“咔哒。”
锁舌扣死的轻响,在死寂的黑暗里,清晰得令人心颤。
沉重的脚步声渐行渐远,铁栅栏门外,那一点由狱卒火把带来的、昏黄摇曳的光晕也彻底消失不见。
黑暗,如同冰冷粘稠的墨汁,瞬间涌了上来,彻底淹没了这间狭小、逼仄的石头牢笼。不是普通的黑,是一种沉重得几乎有实质的、压得人喘不过气的黑。眼睛彻底成了摆设,睁着和闭着没有任何区别。
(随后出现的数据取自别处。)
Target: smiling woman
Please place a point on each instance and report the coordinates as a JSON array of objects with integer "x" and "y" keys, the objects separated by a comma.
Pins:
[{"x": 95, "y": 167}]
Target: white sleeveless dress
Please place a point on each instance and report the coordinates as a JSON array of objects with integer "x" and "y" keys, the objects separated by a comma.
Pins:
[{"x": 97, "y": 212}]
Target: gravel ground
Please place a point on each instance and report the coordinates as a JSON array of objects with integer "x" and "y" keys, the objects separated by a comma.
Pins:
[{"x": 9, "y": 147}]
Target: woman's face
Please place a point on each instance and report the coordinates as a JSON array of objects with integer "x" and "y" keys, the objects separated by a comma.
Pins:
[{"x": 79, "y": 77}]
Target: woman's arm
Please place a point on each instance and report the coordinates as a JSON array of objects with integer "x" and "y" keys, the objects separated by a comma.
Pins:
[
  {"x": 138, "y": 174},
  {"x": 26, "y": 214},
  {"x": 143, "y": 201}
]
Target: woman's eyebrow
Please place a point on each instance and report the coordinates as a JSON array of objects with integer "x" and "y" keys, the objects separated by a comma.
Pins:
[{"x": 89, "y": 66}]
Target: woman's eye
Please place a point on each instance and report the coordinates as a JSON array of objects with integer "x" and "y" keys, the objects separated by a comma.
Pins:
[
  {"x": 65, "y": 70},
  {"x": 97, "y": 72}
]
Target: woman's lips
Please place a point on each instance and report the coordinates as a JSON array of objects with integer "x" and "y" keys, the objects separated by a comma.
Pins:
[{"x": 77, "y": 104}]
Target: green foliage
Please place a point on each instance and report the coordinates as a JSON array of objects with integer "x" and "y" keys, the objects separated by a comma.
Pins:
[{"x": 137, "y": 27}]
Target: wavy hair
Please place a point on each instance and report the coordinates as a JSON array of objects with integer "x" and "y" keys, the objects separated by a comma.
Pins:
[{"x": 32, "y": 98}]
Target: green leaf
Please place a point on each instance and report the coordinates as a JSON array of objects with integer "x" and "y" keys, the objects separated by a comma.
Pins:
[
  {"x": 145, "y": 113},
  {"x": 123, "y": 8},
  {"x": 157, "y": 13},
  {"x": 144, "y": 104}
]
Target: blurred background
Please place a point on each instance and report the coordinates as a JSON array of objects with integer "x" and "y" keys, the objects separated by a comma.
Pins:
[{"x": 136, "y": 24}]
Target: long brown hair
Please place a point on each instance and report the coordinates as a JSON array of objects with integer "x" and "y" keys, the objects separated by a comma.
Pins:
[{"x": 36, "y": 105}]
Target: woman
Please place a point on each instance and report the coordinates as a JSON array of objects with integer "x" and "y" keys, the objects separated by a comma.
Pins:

陆仁贾瘫在冰冷的地上,身下是某种湿漉漉、黏糊糊、散发着恶臭的稻草。彻骨的寒意顺着地面和墙壁,无孔不入地钻进他的骨头缝里。
气味。
那是一种他从未想象过的、极具攻击性的恶臭。浓重到几乎化不开的霉烂味是基底,混合着一种铁锈般的、甜腻腻的血腥气,还有一种……像是堆积了百年的、从未清理过的公共厕所混合着腐烂肉块、脓疮和绝望汗液的复杂臭味。它们拧成一股粗壮的、污浊的绳,蛮横地钻入他的鼻腔,直冲天灵盖,呛得他胃里翻江倒海,干呕了好几下,却什么也吐不出来,只有酸涩的胆汁灼烧着喉咙。
寂静。
不,不是寂静。
当最初的恐惧和恶心稍稍平复,耳朵开始适应这绝对的黑暗时,更多细微的、毛骨悚然的声音,如同潮水般从四面八方涌来,层层叠叠地包裹住他。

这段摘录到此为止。